L’indagine è scaturita da una segnalazione dell’Fbi statunitense relativa ad alcune espressioni di apprezzamento sui social media, postate dall’Italia nei confronti di Sayfullo Saipov, l’estremista islamico che il 31 ottobre 2017 a New York con un camion ha investito e ucciso otto persone su una pista ciclabile.

“Al momento non siamo di fronte a un terrorista”, hanno ribadito gli investigatori nel corso di una conferenza stampa oggi a Viterbo, ricordando che il giovane è stato arrestato solo per possesso di materiale utile al confezionamento di ordigni esplosivi e che ora le indagini proseguono.

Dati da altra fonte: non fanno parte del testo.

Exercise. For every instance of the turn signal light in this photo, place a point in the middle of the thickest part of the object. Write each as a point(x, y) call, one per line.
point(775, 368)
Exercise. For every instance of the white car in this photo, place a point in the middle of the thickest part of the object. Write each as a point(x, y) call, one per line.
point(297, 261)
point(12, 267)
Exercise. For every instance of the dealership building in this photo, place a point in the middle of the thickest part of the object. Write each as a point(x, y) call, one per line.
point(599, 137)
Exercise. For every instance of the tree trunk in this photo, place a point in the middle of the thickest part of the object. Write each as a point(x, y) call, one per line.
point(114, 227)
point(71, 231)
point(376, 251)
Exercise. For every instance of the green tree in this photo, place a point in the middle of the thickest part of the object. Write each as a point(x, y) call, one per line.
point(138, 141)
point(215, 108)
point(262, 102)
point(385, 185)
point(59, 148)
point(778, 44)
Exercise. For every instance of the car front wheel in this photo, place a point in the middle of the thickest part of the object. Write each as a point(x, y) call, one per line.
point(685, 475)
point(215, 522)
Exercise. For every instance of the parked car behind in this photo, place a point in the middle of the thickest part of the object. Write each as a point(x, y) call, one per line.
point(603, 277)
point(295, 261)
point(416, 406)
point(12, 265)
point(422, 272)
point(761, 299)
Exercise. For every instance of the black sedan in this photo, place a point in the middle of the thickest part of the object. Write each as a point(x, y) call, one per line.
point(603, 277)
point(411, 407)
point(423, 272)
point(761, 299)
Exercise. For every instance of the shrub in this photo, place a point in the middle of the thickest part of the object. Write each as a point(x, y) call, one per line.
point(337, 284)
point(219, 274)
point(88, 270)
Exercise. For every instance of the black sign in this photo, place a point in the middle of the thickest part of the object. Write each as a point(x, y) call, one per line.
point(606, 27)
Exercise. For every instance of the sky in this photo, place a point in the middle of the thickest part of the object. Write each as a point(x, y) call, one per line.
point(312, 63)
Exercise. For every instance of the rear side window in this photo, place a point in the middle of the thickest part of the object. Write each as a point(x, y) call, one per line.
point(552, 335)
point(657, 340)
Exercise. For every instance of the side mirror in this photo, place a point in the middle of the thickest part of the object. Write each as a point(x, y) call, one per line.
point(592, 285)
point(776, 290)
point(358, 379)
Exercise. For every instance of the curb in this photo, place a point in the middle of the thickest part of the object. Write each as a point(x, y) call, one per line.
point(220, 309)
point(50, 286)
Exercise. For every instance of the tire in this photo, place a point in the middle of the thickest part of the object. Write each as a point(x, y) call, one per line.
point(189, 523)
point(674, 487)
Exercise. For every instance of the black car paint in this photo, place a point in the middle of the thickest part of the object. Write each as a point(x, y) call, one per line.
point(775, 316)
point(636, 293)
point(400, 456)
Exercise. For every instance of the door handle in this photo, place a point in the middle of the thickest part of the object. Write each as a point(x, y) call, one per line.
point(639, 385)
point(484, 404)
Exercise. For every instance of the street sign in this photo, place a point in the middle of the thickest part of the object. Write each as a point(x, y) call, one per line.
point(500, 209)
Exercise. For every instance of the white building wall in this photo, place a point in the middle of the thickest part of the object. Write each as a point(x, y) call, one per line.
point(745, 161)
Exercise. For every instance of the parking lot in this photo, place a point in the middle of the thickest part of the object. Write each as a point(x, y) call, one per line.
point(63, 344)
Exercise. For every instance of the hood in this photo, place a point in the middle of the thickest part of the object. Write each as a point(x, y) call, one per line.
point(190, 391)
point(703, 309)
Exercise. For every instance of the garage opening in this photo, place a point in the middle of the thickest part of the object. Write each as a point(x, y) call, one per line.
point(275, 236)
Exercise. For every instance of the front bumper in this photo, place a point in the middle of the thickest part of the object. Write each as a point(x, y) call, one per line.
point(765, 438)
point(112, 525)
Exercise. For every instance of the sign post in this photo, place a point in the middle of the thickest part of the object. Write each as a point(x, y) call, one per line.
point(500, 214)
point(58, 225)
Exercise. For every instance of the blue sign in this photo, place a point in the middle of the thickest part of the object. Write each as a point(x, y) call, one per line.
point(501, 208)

“SOLO E ISOLATO” – Il 24enne abita in Italia dal 2002, quando raggiunse la madre che abitava nel viterbese e si era sposata con un italiano. Da qualche tempo però la donna si era trasferita all’estero e lui viveva da solo, a Viterbo. Il ritratto è quello di un giovane che viveva un “disagio emotivo” e una situazione “economica molto precaria” hanno spiegato gli investigatori.

Il giovane, da quanto ricostruito nell’indagine, non aveva relazioni sociali, viveva completamente isolato, spesso collegato a internet, usciva solo per comprare sigarette e il poco necessario per mangiare. E’ disoccupato e del suo caso sono stati ora interessati, come spiegato nel corso della conferenza stampa, anche i servizi sociali del Comune. (adn)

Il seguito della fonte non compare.